Wie stelt de stroke index vast?

De golfregels zeggen dat de Commissie verantwoordelijk is voor het bepalen van de stroke index. “The Committee is responsible for publishing on the scorecard or somewhere else that is visible (for example, near the first tee) the order of holes at which handicap strokes are to be given or received.” (Rules of Golf, Committee Procedures, Rule 5I (4).)
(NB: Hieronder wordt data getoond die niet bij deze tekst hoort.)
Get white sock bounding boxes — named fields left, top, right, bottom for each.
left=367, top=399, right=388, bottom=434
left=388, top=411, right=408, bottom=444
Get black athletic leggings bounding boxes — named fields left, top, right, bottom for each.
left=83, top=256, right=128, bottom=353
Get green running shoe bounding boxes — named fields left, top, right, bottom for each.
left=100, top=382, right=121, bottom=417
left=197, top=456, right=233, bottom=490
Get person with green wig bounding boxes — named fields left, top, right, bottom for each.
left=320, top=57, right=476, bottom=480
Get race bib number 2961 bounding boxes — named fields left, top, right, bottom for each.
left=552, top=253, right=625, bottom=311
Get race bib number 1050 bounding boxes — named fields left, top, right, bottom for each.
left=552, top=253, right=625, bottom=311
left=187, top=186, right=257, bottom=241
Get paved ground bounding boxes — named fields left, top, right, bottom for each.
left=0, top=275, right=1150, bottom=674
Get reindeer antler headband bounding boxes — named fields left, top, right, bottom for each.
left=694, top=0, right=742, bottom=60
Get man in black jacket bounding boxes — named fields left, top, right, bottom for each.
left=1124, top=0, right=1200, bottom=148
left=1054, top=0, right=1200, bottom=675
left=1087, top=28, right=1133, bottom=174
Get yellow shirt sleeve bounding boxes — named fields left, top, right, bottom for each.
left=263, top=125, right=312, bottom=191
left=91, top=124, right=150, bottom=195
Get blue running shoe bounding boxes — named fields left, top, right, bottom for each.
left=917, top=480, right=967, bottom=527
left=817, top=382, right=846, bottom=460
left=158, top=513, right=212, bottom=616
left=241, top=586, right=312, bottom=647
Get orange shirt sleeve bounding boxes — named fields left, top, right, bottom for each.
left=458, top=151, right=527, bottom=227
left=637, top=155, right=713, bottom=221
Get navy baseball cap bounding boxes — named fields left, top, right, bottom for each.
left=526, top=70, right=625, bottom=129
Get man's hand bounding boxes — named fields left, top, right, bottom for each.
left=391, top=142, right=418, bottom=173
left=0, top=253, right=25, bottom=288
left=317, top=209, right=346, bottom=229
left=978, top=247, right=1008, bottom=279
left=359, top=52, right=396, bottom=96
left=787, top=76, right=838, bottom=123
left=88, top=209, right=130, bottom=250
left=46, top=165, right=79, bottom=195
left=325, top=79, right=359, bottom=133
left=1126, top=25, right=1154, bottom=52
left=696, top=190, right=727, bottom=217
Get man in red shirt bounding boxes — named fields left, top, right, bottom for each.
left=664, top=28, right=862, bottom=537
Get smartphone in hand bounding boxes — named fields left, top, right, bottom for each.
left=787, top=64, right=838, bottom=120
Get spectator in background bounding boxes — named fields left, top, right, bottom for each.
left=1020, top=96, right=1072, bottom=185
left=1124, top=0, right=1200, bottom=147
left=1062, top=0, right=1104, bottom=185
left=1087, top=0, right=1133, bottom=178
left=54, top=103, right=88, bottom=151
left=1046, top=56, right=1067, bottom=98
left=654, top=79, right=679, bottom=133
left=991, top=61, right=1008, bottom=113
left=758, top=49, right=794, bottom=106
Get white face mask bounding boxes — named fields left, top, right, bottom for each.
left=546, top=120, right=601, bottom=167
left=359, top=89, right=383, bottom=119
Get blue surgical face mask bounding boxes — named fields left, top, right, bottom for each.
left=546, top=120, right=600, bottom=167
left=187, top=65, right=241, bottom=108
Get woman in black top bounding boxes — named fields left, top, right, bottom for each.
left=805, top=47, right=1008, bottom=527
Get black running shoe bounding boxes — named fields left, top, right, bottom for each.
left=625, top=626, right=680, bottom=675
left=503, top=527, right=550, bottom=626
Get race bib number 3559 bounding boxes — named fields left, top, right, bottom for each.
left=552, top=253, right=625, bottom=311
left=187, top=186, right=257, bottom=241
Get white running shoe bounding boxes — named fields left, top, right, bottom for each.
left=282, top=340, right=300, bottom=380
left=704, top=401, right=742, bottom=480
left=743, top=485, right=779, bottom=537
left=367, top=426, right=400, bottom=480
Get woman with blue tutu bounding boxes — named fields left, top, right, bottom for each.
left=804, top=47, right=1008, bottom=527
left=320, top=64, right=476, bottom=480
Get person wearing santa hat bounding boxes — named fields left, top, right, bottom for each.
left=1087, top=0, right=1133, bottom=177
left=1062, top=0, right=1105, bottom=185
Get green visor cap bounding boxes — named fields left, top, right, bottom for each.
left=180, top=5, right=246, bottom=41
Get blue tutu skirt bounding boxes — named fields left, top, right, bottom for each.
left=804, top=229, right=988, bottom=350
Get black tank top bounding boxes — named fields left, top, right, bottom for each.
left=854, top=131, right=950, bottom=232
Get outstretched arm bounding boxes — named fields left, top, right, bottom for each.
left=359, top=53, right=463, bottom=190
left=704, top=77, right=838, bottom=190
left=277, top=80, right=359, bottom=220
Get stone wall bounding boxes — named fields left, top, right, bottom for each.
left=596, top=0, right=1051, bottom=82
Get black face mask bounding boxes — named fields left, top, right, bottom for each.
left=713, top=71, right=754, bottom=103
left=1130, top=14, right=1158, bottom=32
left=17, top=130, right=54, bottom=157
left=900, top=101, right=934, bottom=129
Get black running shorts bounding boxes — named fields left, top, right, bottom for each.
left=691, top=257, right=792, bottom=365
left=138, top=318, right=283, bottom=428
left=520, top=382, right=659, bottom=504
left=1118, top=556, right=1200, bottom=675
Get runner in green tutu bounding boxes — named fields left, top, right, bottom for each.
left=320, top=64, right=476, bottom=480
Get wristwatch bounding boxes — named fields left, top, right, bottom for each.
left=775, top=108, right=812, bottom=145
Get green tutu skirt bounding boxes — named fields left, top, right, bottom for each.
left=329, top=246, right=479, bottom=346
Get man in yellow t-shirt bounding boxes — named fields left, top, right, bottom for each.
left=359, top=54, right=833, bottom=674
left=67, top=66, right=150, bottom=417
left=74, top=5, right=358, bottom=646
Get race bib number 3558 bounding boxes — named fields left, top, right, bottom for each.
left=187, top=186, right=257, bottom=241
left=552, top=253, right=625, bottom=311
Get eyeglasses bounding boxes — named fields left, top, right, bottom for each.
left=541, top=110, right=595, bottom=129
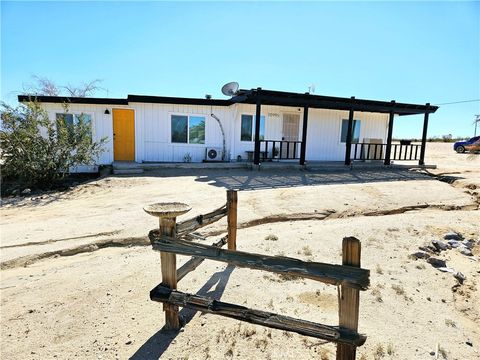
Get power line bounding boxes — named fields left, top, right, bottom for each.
left=435, top=99, right=480, bottom=105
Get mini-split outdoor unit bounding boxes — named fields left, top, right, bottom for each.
left=205, top=148, right=222, bottom=161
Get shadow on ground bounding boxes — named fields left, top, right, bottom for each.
left=130, top=265, right=235, bottom=360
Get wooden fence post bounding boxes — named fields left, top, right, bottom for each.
left=337, top=237, right=361, bottom=360
left=227, top=190, right=237, bottom=250
left=160, top=217, right=180, bottom=330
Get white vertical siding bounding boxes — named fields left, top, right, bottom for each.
left=42, top=103, right=129, bottom=165
left=38, top=103, right=388, bottom=164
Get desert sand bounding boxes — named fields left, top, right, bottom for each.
left=0, top=143, right=480, bottom=360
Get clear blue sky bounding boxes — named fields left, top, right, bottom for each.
left=1, top=1, right=480, bottom=137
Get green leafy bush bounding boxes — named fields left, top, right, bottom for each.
left=0, top=101, right=107, bottom=188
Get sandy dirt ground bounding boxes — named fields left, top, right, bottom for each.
left=0, top=143, right=480, bottom=360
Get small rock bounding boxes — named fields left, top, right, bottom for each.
left=443, top=231, right=463, bottom=240
left=432, top=240, right=450, bottom=251
left=458, top=247, right=473, bottom=256
left=427, top=257, right=447, bottom=268
left=410, top=251, right=430, bottom=259
left=453, top=271, right=466, bottom=284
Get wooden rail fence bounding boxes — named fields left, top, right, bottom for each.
left=146, top=190, right=370, bottom=360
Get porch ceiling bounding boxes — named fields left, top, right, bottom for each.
left=231, top=88, right=438, bottom=115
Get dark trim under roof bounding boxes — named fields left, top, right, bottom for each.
left=231, top=88, right=438, bottom=115
left=18, top=95, right=128, bottom=105
left=18, top=88, right=438, bottom=115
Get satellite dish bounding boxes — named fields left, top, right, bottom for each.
left=222, top=81, right=239, bottom=96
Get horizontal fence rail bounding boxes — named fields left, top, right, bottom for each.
left=260, top=140, right=302, bottom=160
left=351, top=143, right=421, bottom=161
left=148, top=229, right=370, bottom=290
left=150, top=284, right=366, bottom=346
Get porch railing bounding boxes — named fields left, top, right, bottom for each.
left=260, top=140, right=302, bottom=160
left=351, top=143, right=422, bottom=161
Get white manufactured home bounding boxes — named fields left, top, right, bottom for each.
left=18, top=88, right=437, bottom=165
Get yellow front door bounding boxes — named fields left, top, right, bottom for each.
left=113, top=109, right=135, bottom=161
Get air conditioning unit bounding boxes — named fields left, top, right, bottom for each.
left=205, top=148, right=222, bottom=161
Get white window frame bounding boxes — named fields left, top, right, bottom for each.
left=168, top=112, right=208, bottom=147
left=239, top=113, right=267, bottom=143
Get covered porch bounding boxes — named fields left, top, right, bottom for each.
left=231, top=88, right=438, bottom=165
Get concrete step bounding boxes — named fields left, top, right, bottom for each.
left=113, top=168, right=143, bottom=175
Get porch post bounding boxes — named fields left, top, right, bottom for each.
left=418, top=103, right=430, bottom=165
left=384, top=100, right=395, bottom=165
left=345, top=96, right=355, bottom=165
left=300, top=106, right=308, bottom=165
left=253, top=88, right=262, bottom=165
De stroke index van de holes kan het beste bepaald worden door de handicapcommissie, omdat zij inzicht heeft in alle scores van de spelers en de hoofdverantwoordelijke commissie is om te bekijken of aan alle voorwaarden is voldaan. Het verdient aanbeveling dat de handicapcommissie hierbij overleg pleegt met de baan- en wedstrijdcommissie. De handicapcommissie kan in de clubsoftware bekijken hoe er door spelers van verschillende niveaus gescoord wordt op hole 1, 2, 3, etc. Uit deze statistieken van de scores van de leden blijkt op welke holes laag en hoog wordt gescoord: welke holes 'gemakkelijk' en 'moeilijk' zijn.

De Wegwijs in handicapping bepaalt dat de par van de holes met bijbehorende stroke index moet worden vermeld op de (digitale) scorekaart.
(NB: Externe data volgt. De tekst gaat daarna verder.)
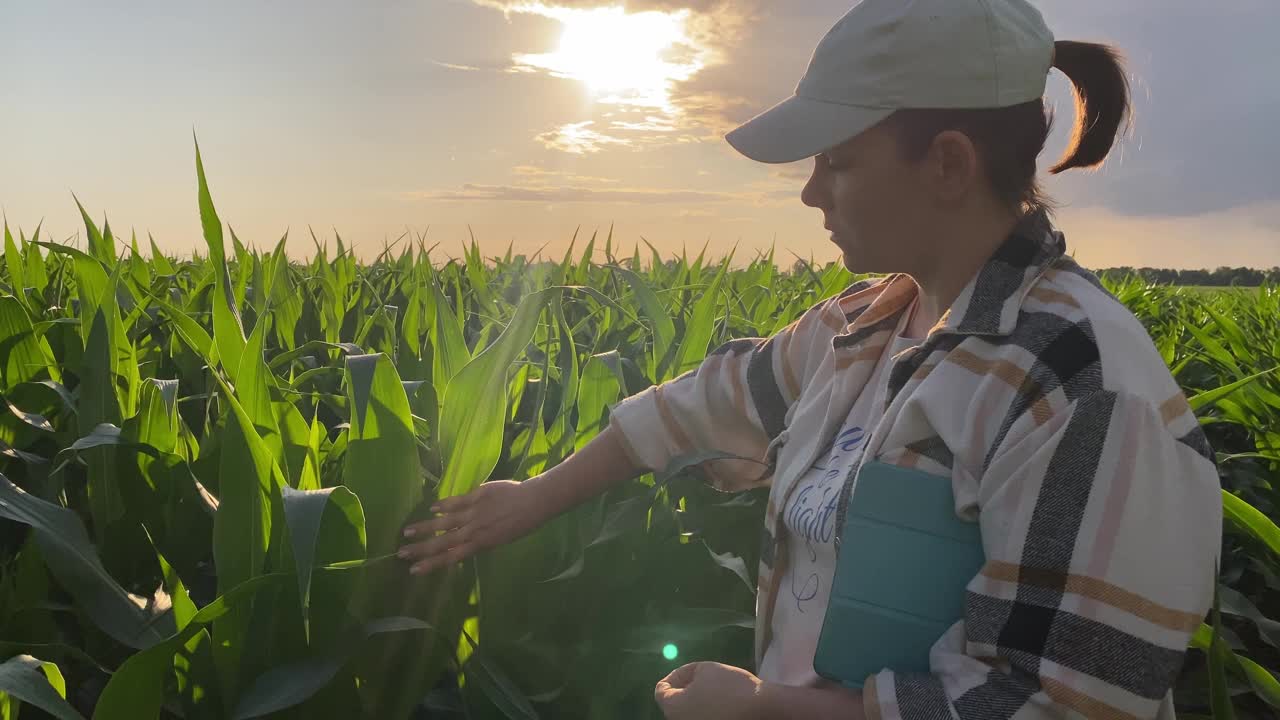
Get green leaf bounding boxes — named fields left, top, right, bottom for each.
left=0, top=655, right=83, bottom=720
left=212, top=374, right=284, bottom=698
left=72, top=193, right=115, bottom=266
left=282, top=486, right=365, bottom=642
left=701, top=539, right=756, bottom=594
left=672, top=254, right=732, bottom=375
left=196, top=133, right=244, bottom=372
left=431, top=278, right=471, bottom=396
left=0, top=475, right=173, bottom=648
left=439, top=288, right=561, bottom=497
left=4, top=220, right=27, bottom=307
left=613, top=266, right=676, bottom=380
left=232, top=609, right=434, bottom=720
left=1187, top=366, right=1280, bottom=413
left=342, top=354, right=422, bottom=555
left=0, top=295, right=63, bottom=388
left=462, top=630, right=538, bottom=720
left=93, top=573, right=289, bottom=720
left=1222, top=488, right=1280, bottom=556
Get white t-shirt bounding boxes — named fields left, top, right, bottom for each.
left=756, top=327, right=923, bottom=687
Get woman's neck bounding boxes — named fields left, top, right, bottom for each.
left=905, top=203, right=1018, bottom=337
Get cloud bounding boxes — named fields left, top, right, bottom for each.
left=472, top=0, right=765, bottom=149
left=511, top=165, right=621, bottom=184
left=406, top=183, right=796, bottom=205
left=1057, top=201, right=1280, bottom=268
left=428, top=59, right=484, bottom=72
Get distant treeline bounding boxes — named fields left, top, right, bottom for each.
left=1093, top=266, right=1280, bottom=287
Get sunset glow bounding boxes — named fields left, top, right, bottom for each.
left=515, top=6, right=703, bottom=110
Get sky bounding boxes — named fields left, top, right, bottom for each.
left=0, top=0, right=1280, bottom=268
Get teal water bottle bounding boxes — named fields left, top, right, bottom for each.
left=813, top=462, right=984, bottom=689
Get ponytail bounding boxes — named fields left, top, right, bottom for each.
left=1048, top=40, right=1133, bottom=174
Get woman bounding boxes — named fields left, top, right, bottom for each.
left=396, top=0, right=1222, bottom=720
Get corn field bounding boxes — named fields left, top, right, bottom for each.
left=0, top=150, right=1280, bottom=720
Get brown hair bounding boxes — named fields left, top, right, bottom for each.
left=886, top=40, right=1133, bottom=214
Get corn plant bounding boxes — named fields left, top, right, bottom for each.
left=0, top=147, right=1280, bottom=720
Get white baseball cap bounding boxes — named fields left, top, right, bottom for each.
left=724, top=0, right=1053, bottom=163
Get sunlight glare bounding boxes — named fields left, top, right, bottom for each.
left=516, top=6, right=704, bottom=109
Richtlijnen voor het bepalen van de stroke indices

Het basisprincipe bij het vaststellen van de stroke index is de spelvaardigheid van spelers van verschillende speelsterkte zo rechtvaardig en gelijkmatig mogelijk te nivelleren, door op de juiste holes handicapslagen toe te wijzen. Hieronder volgen de belangrijke aandachtspunten om rekening mee te houden bij de verdeling van de stroke indices over de holes.

  • Men wil ervoor zorgen dat ook bij een klein verschil in handicap die slagen gebruikt kunnen worden, voordat de partij voorbij is. Daarom behoren stroke 1 t/m 4 niet op de laatste drie holes vallen.
  • Om bij een eventuele verlenging van de wedstrijd, waarbij volgens de regels weer dezelfde slagen gegeven moeten worden om te zorgen dat een speler niet meteen die enkele slag op hole 1 of 2 moet geven, dienen stroke 1 t/m 4 niet op de eerste paar holes te vallen.
  • De speler die slagen ontvangt heeft deze normaal gesproken eerst nodig om gelijk te spelen op de moeilijkste par 5 en 4, omdat hij of zij ten opzichte van de tegenstander waarschijnlijk een extra slag nodig heeft om de green te bereiken. Vervolgens komen de andere par 5’en par-4’s aan bod. Als laatste komen de par-3’s, waarbij een zeer moeilijke par-3 voor een makkelijke par-4 aan bod kan komen.
  • Verder is een redelijke verdeling van de slagen over de 18 holes aan te bevelen, waarvoor hieronder een tweetal methoden gegeven worden. Maar uiteindelijk is het aan de handicapcommissie om de balans te vinden tussen deze methodes en de kennis van de moeilijkheidsgraad van de verschillende holes op de eigen baan. Dit inzicht kan bijvoorbeeld verkregen worden door scores in wedstrijden en qualifying rondes te analyseren.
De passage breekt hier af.